Product Description
Very Rare Original UK Pressing (White Back Cover) With Vinyl Still In Top Condition! Includes Original Record Company Sleeve, Stating Made In England R.S. 3-79 With Patent No. 1,072,844.
Matrix / Runout: EG – BLESS THE LOBSTER [a tiny drawing of a lobster] ∆ 3451 CLAN 1001 A-1 / A PORKY PRIME CUT EG – IN THE SPIRITUAL KINGDOM OF LOVE ∆ 3451 CLAN 1001 B-1
“This album is dedicated to anyone who started out as an animal and winds up as a processing unit.”
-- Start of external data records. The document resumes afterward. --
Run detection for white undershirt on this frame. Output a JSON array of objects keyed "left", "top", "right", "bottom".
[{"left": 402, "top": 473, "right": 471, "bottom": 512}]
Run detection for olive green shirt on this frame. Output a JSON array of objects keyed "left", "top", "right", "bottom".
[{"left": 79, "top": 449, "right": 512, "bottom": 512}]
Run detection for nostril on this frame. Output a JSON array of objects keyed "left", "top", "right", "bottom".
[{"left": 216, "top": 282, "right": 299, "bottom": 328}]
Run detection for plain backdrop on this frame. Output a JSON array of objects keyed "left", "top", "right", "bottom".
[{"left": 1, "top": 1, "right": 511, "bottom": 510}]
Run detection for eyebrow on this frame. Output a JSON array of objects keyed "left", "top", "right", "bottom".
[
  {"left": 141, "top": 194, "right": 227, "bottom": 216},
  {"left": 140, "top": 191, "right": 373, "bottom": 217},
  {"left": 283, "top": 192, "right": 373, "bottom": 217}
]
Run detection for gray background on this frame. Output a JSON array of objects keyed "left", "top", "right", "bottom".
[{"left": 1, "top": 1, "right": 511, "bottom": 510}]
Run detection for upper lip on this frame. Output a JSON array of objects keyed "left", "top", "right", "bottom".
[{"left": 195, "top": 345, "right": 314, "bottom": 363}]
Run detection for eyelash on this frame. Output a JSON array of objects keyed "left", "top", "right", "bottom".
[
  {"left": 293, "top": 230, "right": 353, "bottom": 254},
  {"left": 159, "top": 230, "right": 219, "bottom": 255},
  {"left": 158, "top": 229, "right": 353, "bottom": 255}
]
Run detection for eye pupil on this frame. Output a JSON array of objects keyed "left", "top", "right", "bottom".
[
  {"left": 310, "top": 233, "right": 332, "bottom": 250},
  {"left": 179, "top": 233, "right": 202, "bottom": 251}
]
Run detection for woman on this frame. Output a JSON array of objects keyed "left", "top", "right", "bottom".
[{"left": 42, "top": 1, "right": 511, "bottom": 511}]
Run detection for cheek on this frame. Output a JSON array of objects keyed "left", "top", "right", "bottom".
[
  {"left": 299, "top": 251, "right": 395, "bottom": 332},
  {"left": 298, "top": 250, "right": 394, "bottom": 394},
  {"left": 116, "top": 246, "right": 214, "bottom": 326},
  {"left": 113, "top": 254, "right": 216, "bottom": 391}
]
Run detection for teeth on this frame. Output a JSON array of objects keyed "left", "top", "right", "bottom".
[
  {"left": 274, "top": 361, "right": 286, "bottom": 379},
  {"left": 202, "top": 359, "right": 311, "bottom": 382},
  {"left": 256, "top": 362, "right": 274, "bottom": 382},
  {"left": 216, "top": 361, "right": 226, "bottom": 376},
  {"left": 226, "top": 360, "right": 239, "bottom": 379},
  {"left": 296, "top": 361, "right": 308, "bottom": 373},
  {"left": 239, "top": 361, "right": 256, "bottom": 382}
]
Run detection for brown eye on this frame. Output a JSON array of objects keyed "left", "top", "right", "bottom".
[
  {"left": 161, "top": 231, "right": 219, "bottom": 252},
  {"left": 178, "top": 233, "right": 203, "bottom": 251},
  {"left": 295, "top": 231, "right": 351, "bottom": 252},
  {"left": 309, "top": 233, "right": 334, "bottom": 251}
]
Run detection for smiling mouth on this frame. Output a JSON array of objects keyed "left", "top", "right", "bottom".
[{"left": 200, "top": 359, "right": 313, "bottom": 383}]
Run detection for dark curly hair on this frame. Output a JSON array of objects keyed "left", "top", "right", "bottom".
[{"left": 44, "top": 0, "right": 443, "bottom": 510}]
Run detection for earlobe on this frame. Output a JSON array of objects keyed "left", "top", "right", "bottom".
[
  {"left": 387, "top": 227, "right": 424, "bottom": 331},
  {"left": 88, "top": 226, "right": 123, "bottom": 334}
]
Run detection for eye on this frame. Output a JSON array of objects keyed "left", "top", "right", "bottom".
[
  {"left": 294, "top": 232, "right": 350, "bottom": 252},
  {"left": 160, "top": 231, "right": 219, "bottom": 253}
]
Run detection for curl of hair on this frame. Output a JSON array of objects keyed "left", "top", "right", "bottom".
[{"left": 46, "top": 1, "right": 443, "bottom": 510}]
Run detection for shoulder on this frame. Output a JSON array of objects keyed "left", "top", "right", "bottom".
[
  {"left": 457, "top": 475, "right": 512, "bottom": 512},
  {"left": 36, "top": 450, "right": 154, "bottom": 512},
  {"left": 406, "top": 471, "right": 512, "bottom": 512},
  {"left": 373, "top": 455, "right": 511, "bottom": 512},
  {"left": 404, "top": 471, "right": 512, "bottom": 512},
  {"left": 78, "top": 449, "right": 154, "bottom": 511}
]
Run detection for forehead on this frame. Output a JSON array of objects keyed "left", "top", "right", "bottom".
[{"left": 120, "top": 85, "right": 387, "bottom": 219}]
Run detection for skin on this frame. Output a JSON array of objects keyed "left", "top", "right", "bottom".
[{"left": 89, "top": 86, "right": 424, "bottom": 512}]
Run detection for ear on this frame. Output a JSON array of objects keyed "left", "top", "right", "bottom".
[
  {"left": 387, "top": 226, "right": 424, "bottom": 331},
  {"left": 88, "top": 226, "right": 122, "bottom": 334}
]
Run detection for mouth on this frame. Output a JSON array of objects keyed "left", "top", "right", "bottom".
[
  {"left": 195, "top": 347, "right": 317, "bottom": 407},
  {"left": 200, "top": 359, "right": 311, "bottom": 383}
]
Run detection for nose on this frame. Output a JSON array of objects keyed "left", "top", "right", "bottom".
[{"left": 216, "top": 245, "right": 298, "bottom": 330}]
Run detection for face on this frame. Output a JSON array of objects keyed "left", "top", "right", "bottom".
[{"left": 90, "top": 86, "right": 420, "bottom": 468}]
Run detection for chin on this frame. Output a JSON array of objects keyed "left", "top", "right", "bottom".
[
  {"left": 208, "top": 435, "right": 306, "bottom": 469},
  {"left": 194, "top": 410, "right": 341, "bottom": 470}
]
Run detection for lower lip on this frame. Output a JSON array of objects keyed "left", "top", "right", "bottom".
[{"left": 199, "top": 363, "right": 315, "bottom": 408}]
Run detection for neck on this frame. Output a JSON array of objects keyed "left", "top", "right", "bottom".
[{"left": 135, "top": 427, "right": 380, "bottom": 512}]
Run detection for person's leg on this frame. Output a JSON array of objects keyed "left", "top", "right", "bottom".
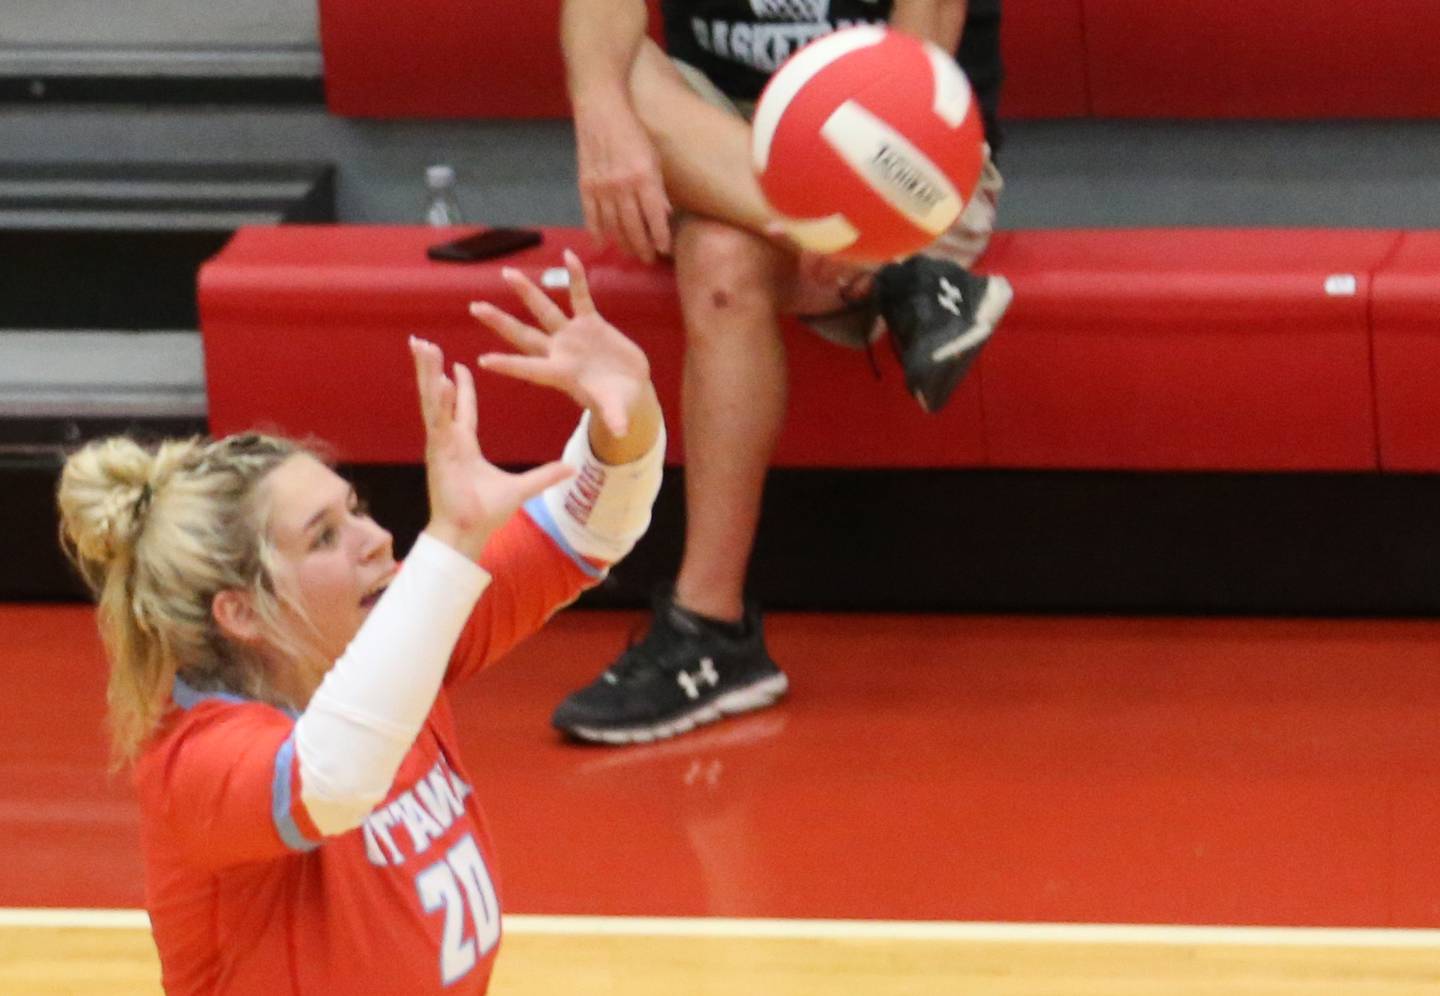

Condition – Vinyl: NEAR MINT!
Condition – Cover: VERY GOOD PLUS! Small tear on front edge, some light ring wear, creases and shelf wear.
Side 1:
Give It To The Soft Boys
The Pigworker
Human Music
Leppo And The Jooves
The Rats Prayer
Side 2:
Do The Chisel
Sandras Having Her Brain Out
Return Of The Sacred Crab
Cold Turkey
School Dinner Blues
Wading Through A Ventilator
AMG –
Positively possessed, channeling both '60s progressive rock and late-'70s punk into an unholy guitar-driven onslaught fueled by Hitchcock's surreal lyrics. The Soft Boys, like so many other underground miscreants in the '70s, spent their formative years (unbeknownst to them) generating enough critical capital to earn much sought-after biographical adjectives like “influential” and “underrated.” The Robyn Hitchcock-led, Cambridge, England-born, pseudo-psych rock outfit's shared love for all things Byrds, Beatles, Dylan, and Syd Barrett was both venerated and blown to smithereens on their 1979 debut long-player, A Can of Bees. More angular and jarring than the band’s beloved 1980 follow-up, Underwater Moonlight, Hitchcock, Kimberly Rew, Morris Windsor, and Andy Metcalfe sounded positively possessed, channeling both '60s progressive rock and late-'70s punk into an unholy guitar-driven onslaught fueled by Hitchcock's surreal lyrics: opening a record with a line like “feel like asking a tree for an autograph” is one thing, but backing up those words with an atonal, apocalyptic blues riff is another. It’s an often brutish affair that works more often than it should, with highlights arriving by way of the pounding and addictive “Leppo and the Jooves,” the incendiary “Do the Chisel,” and the impossibly dumb but nearly perfect pop gem “Sandra’s Having Her Brain Out.” A Can of Bees has seen its fair share of iterations over the years, often boasting multiple bonus cuts and conflicting track listings (the impossibly prolific Hitchcock would eventually become notorious for this with his solo releases), but they’re all more or less complete, and the material continues to inspire, even if it’s only a handful of ears at a time.